Kendati demikian, dia tak menampik banyak rumah yang dibangun di atas lahan bekas sawah karena harga yang murah dan lahan semakin terbatas. Pasalnya, lahan bekas sawah dan rawa seharusnya tidak dialih fungsikan menjadi lokasi pembangunan rumah. Hal ini dikarenakan kondisi tanah yang tidak solid dan kualitas air yang tak bagus.
“Tanah sawah memang enggak bagus. Secara fisiknya enggak bagus, air tanahnya juga jelek kualitasnya. Lalu juga kekuatan tanahnya juga perlu dipadetinnya juga banyak. Karena lama-lama turun-turun,” ujarnya.
CEO Indonesia Property Watch (IPW) Ali Tranghanda berpendapat banjir yang terjadi pada awal Maret ini bukan sepenuhnya salah pengembang namun terdapat tanggung jawab dari pihak pemerintah daerah hingga kementerian terkait.
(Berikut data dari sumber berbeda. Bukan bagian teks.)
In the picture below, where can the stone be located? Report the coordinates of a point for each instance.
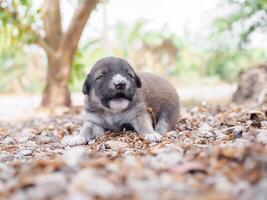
(262, 136)
(91, 182)
(24, 152)
(75, 155)
(115, 145)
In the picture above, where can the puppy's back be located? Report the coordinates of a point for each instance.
(161, 96)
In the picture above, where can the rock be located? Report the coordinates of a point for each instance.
(6, 172)
(166, 158)
(205, 131)
(187, 143)
(262, 137)
(75, 155)
(258, 192)
(47, 186)
(115, 145)
(9, 140)
(92, 183)
(26, 135)
(25, 152)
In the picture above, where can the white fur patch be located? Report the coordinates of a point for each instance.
(118, 105)
(118, 78)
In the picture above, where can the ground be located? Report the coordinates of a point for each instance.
(216, 152)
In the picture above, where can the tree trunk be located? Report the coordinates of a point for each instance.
(56, 92)
(60, 49)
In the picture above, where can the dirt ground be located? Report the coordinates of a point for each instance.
(216, 152)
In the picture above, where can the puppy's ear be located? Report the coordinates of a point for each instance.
(138, 81)
(86, 85)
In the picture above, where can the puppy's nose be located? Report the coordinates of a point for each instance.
(120, 86)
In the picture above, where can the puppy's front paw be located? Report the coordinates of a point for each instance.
(74, 140)
(153, 137)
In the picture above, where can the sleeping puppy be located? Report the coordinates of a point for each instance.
(118, 98)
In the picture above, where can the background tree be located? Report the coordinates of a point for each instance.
(59, 46)
(245, 18)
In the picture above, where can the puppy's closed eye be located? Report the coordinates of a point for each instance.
(100, 76)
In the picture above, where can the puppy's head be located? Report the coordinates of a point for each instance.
(113, 83)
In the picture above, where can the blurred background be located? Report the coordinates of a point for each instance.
(202, 47)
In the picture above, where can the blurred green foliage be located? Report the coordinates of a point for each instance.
(245, 18)
(223, 57)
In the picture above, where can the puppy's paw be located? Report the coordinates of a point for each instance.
(153, 137)
(74, 140)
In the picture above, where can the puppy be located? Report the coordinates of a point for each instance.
(118, 98)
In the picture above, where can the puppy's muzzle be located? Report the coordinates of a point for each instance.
(120, 85)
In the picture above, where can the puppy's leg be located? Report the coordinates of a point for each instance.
(88, 131)
(143, 124)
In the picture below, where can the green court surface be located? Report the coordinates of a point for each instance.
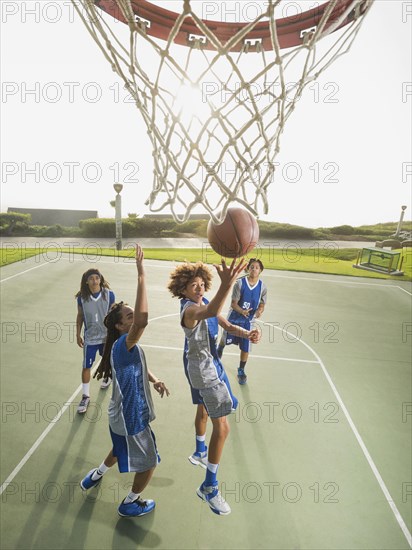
(319, 453)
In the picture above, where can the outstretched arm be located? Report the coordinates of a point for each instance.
(228, 275)
(141, 309)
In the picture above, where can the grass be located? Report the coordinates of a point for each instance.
(327, 259)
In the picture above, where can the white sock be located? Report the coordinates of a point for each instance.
(101, 470)
(212, 467)
(131, 497)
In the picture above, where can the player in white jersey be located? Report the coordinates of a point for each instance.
(249, 297)
(131, 407)
(94, 300)
(207, 378)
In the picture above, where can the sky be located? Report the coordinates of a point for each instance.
(69, 132)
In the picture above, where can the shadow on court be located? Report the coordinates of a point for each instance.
(292, 470)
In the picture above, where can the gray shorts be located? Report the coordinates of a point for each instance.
(135, 453)
(219, 400)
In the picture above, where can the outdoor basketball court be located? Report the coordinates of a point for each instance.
(319, 450)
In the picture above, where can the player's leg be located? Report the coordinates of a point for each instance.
(89, 355)
(244, 355)
(105, 383)
(219, 402)
(137, 454)
(199, 457)
(222, 344)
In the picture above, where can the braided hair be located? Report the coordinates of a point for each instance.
(104, 370)
(85, 292)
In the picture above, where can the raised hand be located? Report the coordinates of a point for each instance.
(139, 259)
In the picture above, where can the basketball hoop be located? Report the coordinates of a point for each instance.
(214, 120)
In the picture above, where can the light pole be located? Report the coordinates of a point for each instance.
(118, 215)
(398, 230)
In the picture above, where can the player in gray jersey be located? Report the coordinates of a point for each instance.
(94, 300)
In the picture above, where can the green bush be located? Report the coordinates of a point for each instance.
(342, 230)
(285, 231)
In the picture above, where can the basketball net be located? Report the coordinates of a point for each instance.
(215, 110)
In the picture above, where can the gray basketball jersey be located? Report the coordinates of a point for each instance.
(94, 312)
(203, 366)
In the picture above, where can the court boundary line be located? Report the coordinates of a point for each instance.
(270, 273)
(352, 425)
(360, 441)
(67, 403)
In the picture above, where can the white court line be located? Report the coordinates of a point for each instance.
(270, 357)
(40, 439)
(22, 272)
(271, 273)
(359, 439)
(58, 416)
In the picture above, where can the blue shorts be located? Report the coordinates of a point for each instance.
(135, 453)
(243, 343)
(89, 354)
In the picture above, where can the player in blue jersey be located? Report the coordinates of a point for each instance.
(209, 384)
(131, 407)
(94, 300)
(248, 303)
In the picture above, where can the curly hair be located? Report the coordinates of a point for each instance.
(104, 370)
(84, 291)
(252, 261)
(184, 274)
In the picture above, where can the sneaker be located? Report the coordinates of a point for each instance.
(212, 496)
(138, 507)
(241, 376)
(199, 459)
(88, 482)
(105, 383)
(84, 403)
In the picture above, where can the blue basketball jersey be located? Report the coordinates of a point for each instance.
(131, 406)
(249, 298)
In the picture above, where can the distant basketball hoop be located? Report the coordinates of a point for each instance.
(213, 113)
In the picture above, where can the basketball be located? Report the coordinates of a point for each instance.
(237, 235)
Pasalnya, pengembang tidak akan bisa membangun rumah di lahan yang rawan banjir apabila pengajuan rancangannya tidak disetujui oleh Pemerintah Daerah dan Kementerian. Selain itu, banjir yang terjadi terutama di Jawa Barat akibat tata pembangunan saluran air yang tidak terhubung satu sama lain.
“Pemerintah daerah, pusat, kementerian terkait, ini harus sama-sama selesaikan masalah banjir,” katanya.
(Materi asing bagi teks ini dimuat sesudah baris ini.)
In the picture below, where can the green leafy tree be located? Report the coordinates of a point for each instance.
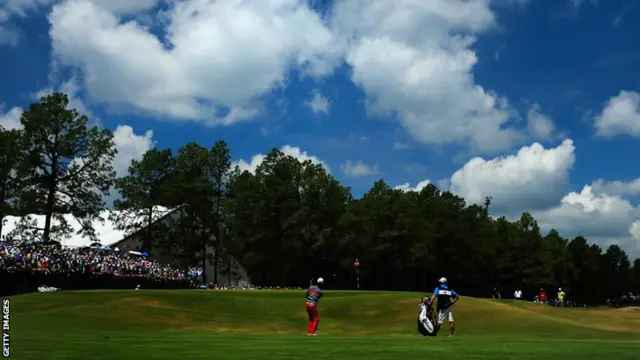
(71, 166)
(636, 277)
(145, 196)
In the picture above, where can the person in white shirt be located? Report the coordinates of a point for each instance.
(517, 294)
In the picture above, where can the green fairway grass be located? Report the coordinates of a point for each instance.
(200, 324)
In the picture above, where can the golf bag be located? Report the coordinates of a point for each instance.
(427, 324)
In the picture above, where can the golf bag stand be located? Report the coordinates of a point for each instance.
(427, 324)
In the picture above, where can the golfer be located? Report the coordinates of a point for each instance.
(314, 293)
(446, 298)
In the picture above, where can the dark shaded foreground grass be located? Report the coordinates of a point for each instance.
(272, 325)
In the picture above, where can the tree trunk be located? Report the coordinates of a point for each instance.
(216, 254)
(146, 244)
(2, 195)
(51, 198)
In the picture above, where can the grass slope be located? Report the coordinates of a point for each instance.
(272, 325)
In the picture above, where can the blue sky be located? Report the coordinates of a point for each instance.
(534, 103)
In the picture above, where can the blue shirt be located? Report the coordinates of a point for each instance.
(444, 296)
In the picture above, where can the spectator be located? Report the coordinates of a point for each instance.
(24, 255)
(517, 294)
(561, 296)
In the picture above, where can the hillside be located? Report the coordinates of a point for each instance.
(282, 312)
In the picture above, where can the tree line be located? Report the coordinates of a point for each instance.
(289, 221)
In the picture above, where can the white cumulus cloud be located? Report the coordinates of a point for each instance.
(216, 60)
(318, 103)
(407, 187)
(620, 116)
(11, 119)
(294, 151)
(216, 55)
(533, 178)
(358, 169)
(602, 219)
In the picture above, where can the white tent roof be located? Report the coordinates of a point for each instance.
(106, 232)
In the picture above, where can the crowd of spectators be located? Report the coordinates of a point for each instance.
(247, 287)
(20, 255)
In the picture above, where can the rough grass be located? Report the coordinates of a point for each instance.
(201, 324)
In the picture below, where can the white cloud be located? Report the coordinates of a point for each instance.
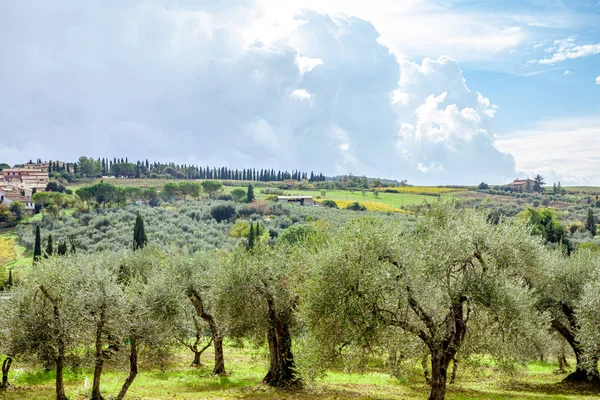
(569, 49)
(560, 150)
(307, 64)
(410, 28)
(301, 94)
(445, 128)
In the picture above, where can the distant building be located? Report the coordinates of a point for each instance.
(24, 180)
(8, 198)
(301, 200)
(521, 185)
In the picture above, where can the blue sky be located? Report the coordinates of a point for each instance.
(436, 92)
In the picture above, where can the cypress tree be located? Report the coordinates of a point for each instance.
(139, 233)
(62, 248)
(251, 238)
(590, 223)
(37, 249)
(49, 249)
(250, 194)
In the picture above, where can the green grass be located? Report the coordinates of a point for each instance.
(23, 256)
(397, 200)
(248, 366)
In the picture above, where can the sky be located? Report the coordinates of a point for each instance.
(434, 92)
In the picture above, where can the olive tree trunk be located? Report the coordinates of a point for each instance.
(133, 368)
(217, 338)
(583, 371)
(99, 364)
(5, 369)
(282, 369)
(61, 347)
(439, 376)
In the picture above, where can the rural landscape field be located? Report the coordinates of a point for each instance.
(310, 200)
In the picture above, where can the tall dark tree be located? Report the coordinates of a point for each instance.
(251, 236)
(9, 282)
(139, 233)
(37, 248)
(62, 248)
(49, 247)
(250, 194)
(538, 183)
(590, 223)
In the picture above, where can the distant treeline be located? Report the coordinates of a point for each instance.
(122, 167)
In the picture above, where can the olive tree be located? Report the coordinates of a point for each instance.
(588, 318)
(256, 299)
(194, 278)
(152, 307)
(561, 284)
(432, 283)
(48, 314)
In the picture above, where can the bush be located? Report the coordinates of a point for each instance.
(356, 206)
(330, 204)
(223, 212)
(238, 194)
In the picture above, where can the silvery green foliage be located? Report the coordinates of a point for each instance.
(588, 310)
(185, 226)
(72, 285)
(365, 284)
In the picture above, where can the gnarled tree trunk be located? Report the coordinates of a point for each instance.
(96, 395)
(61, 347)
(5, 369)
(133, 368)
(198, 352)
(581, 373)
(282, 370)
(217, 338)
(439, 375)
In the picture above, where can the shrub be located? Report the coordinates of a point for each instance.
(356, 206)
(223, 212)
(225, 197)
(329, 203)
(238, 194)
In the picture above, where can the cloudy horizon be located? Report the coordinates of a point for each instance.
(428, 91)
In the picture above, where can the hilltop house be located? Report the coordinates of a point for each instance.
(302, 200)
(521, 185)
(9, 197)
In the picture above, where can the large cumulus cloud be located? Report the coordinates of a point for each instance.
(183, 81)
(446, 130)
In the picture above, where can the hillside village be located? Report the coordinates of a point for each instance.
(21, 183)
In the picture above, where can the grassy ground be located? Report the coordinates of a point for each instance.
(247, 367)
(22, 256)
(397, 200)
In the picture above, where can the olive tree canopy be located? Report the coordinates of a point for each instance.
(430, 282)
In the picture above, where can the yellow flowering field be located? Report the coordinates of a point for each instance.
(370, 205)
(423, 190)
(7, 251)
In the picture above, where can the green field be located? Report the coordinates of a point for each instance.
(248, 366)
(397, 200)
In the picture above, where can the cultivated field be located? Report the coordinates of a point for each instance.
(248, 366)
EVALUASI KAWASAN PERUMAHAN & SEMPADAN SUNGAI
Sementara itu, Gubernur Jawa Barat (Jabar) Dedi Mulyadi mengatakan banyak masyarakat yang tertipu oleh pengembang yang menjual tagline bebas banjir ketika menjual unit rumahnya. Namun setelah ditempati, kondisi perumahan itu terendam banjir, bahkan ketinggian airnya hingga mencapai dua meter.
“Banyak perumahan yang dulu menjanjikan bebas banjir hari ini banjirnya dua meter. Kita akan audit dari aspek lingkungan seluruh perumahan di Jabar yang banjir,” ucapnya dilansir akun Tiktoknya.
Menurutnya, audit pengembang perumahan perlu dilakukan untuk mencari tahu kesesuaian analisis mengenai dampak lingkungan (Amdal) dalam pengendalian banjir.
Dia meminta Kementerian Perumahan dan Kawasan Permukiman mengevaluasi seluruh pengembang perumahan terutama yang membangun di tepi sungai dan sawah. Haal ini penting agar tidak terjadi bencana di kemudian hari.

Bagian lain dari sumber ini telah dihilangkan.